JR西日本は15年3月、防犯カメラの映像から転落・接触事故の原因を分析した結果を発表。それによると、酔った人が「ホーム中心から線路方向に向けて歩いてしまう」結果、転落することが多いことが分かっている。ただ、今回の明石駅のケースのように、転落に至らなくても電車に接触してしまうことも多い。実は今回のように「ホームで嘔吐」の末に事故に遭ってしまった例は、報道されているだけでも、これ以外に15年だけで2件起きている。

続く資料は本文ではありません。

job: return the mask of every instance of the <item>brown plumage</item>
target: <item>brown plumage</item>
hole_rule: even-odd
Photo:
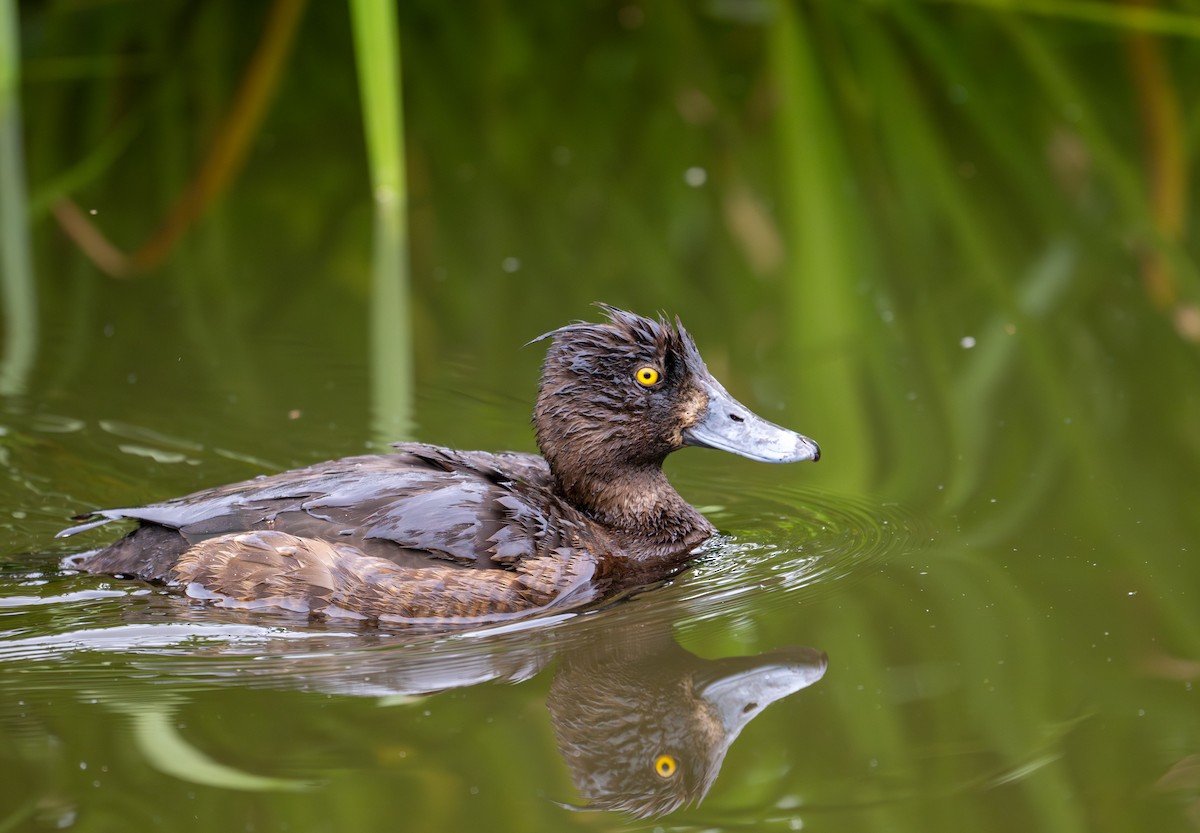
[[[678,320],[604,308],[606,323],[541,336],[552,338],[534,412],[545,457],[401,443],[102,510],[60,535],[140,526],[70,565],[230,607],[437,625],[578,606],[671,575],[714,532],[662,474],[671,451],[770,462],[818,451],[730,397]]]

15年1月10日の23時20分頃には、JR武蔵野線の北府中駅(東京都府中市)のホームにいた会社員男性(当時33)が通過しようとしていた貨物列車(27両編成)と接触。頭を強く打って倒れ、病院に搬送されたが死亡が確認された。列車の運転士がホームから線路に頭を突き出して嘔吐する男性に気付いて警笛を鳴らしたが間に合わなかった。

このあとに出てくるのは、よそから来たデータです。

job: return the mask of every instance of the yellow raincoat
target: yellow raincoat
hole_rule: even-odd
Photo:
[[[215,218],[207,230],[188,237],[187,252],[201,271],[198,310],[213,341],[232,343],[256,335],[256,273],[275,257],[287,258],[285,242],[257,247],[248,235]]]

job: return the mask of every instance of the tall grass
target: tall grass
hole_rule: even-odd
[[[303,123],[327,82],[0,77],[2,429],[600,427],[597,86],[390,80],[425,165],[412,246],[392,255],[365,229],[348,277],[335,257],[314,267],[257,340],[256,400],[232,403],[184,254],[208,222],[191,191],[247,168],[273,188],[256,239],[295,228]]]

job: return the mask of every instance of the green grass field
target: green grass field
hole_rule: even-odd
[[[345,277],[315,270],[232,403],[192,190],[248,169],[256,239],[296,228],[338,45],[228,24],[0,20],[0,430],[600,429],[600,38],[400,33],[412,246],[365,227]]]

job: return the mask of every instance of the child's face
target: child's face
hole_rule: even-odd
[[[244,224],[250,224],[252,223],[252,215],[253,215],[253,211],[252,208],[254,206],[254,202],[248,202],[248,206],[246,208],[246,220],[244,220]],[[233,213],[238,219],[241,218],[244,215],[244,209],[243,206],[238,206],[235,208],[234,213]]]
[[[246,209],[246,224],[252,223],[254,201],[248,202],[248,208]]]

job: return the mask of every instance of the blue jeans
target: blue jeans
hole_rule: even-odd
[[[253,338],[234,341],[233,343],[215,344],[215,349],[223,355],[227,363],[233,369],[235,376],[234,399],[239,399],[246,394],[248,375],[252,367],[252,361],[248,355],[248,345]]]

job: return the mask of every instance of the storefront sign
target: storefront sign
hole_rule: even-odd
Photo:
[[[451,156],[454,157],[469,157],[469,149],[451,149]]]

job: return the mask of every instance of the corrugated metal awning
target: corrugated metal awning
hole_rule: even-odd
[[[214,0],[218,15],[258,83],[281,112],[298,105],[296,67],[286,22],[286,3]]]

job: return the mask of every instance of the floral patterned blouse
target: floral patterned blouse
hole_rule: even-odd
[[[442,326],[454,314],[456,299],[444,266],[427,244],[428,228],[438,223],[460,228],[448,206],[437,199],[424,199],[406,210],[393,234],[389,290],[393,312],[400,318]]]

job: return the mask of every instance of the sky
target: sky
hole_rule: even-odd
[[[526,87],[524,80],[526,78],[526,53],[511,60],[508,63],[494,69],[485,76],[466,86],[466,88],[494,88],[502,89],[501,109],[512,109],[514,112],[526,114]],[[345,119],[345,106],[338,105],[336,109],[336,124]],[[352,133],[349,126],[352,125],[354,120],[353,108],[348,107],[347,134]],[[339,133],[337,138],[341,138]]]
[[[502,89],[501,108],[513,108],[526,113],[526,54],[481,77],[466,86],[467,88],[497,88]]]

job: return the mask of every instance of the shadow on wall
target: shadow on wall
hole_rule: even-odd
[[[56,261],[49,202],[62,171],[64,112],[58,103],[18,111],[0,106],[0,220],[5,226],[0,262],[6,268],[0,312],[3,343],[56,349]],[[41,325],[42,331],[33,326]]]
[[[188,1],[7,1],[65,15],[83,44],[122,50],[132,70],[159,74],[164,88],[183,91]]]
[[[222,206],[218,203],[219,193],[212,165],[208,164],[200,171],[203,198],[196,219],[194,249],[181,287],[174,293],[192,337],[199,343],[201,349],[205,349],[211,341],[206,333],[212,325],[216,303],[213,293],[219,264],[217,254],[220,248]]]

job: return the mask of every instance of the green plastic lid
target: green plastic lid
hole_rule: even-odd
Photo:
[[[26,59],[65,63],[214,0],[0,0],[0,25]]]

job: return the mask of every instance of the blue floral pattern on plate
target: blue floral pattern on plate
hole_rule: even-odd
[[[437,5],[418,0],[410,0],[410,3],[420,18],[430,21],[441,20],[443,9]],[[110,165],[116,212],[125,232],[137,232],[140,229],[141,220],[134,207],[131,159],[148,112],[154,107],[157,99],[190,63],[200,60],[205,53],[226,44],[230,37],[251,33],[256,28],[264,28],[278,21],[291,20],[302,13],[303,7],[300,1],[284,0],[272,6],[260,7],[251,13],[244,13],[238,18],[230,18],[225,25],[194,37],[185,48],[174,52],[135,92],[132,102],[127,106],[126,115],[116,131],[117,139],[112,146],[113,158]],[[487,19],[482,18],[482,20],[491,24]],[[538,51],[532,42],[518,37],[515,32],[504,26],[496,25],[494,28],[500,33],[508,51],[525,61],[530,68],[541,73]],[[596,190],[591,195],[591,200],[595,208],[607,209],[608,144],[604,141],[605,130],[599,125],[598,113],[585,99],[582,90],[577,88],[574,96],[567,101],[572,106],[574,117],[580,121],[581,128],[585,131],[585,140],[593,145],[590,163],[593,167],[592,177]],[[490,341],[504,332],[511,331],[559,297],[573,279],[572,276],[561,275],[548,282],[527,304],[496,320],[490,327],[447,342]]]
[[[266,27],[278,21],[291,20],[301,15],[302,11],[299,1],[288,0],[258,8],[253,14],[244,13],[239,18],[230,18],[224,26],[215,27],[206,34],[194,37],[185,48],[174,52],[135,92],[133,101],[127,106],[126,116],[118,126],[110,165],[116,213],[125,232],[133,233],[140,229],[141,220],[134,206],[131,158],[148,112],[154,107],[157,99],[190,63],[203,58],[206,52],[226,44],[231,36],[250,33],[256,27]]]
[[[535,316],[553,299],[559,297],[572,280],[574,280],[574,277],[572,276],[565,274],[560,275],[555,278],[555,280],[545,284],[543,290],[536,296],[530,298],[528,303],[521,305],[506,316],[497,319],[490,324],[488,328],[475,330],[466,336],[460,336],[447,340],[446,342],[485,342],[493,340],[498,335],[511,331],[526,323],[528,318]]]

15年7月24日の23時45分頃には、JR鹿児島本線の原田駅(福岡県筑紫野市)のホームで、男子大学生(19)が侵入してきた特急電車と接触し、意識不明の重体になった。やはり線路に向かって嘔吐していた様子で、電車が頭部付近にぶつかったとみられている。
ホームで起きた事故の62.4%は酔った客が原因
「ホーム上」での接触事故は意外に多い。国土交通省が公表している14年度の「鉄軌道輸送の安全にかかわる情報」では、列車や車両で人が死傷した事故のうち、列車の衝突、脱線、火災、踏切事故を除いたものを「鉄道人身傷害事故」と呼んでいる。線路に立ち入ったり、ホーム上やホームから転落して起こる事故は、この「鉄道人身傷害事故」にあたる。
14年度に発生した人身傷害事故の件数は前年度比6.7%増の449件。これらの事故で死傷者は5.9%増の451人で、そのうち死亡者数は5.5%増の193人だった。
449件のうち最も多いのが「線路内立ち入り等での接触」で207件(46.1%)。自殺もこの中に含まれるようだ。続いて「ホーム上で接触」の170件(37.9%)、「ホームから転落して接触」の57件(12.7%)の順に多かった。ホームをめぐる事故が過半数だということが分かる。
死傷者の数を見ると、ホーム上の接触による死傷者は171人、転落後の接触による死傷者は57人。そのうち死亡したのはそれぞれ10人、24人だった。
別の国交省の統計によると、13年度にホームで起きた事故の62.4%が酔った客によるものだ。月別にみると12月、1月、4月が圧倒的に多い。やはり忘年会と新年会、新年度の歓迎会のシーズンに要注意、というわけだ。